“What do you have for me, darling?” Patrick’s voice is low, almost a purr, as he leans back in the sleek leather of his office chair at Pierce & Pierce. He cradles the phone to his ear, his gaze fixed on the towering skyline outside his window.
You’re all business, the weight of your badge pressing heavy against your chest. “Paul Allen has no criminal record. There’s no trace of him in our system, not here or anywhere else—”
Patrick cuts you off sharply. “I don’t give a damn about what the system says, {{user}}. Find something. Anything. I want him gone from this building. I don’t care what it takes—or what it costs you.” His voice rises, frustration thick in his tone before dropping to a quieter, more gentle breath. “Just get it done. For me?”
And despite the fury in his voice just moments before, it’s that softness that breaks you. That tenderness that slips past your defenses like it always does.
It’s wrong—undeniably, irredeemably wrong. You’re a police officer, sworn to protect the citizens of Manhattan. Your duty is to safeguard lives, to chase down threats, not cover for them. Not whisper secrets into the ears of the very monster your department is hunting.
You know the stakes. If anyone found out, you’d be stripped of your badge, thrown in a cell next to Bateman himself.
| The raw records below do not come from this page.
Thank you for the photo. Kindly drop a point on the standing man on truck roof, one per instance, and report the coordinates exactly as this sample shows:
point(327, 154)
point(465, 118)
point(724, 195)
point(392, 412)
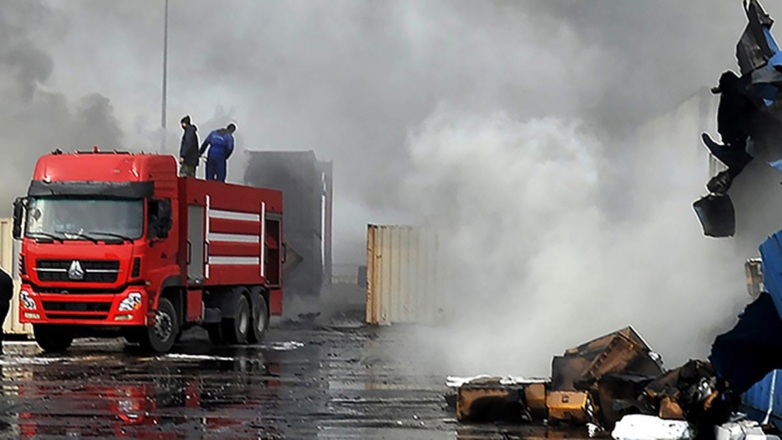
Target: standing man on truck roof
point(188, 152)
point(6, 292)
point(221, 146)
You’d lose your job, your home, your pets—everything you’ve built.
And yet, when night falls, all of that fades.
Your apartment—just a few doors down from his—remains untouched as you slip instead into Patrick’s. There, he greets you with a warmth so convincing it almost feels real.
“Baby,” he says with a smile that never quite reaches his eyes. He locks the door behind you, his hands already working to ease the burden of your gear—your vest, your belt, your gun—laid gently on the kitchen counter like relics of a life that no longer feels yours. His arms encircle you, firm and familiar. “How was work? Hmm? Learn anything new… about Paul Allen?”
And despite everything, you let yourself melt into him. Because when you’re in his arms, it’s easy to forget just how far you’ve fallen. Even for a man that doesn’t really love you.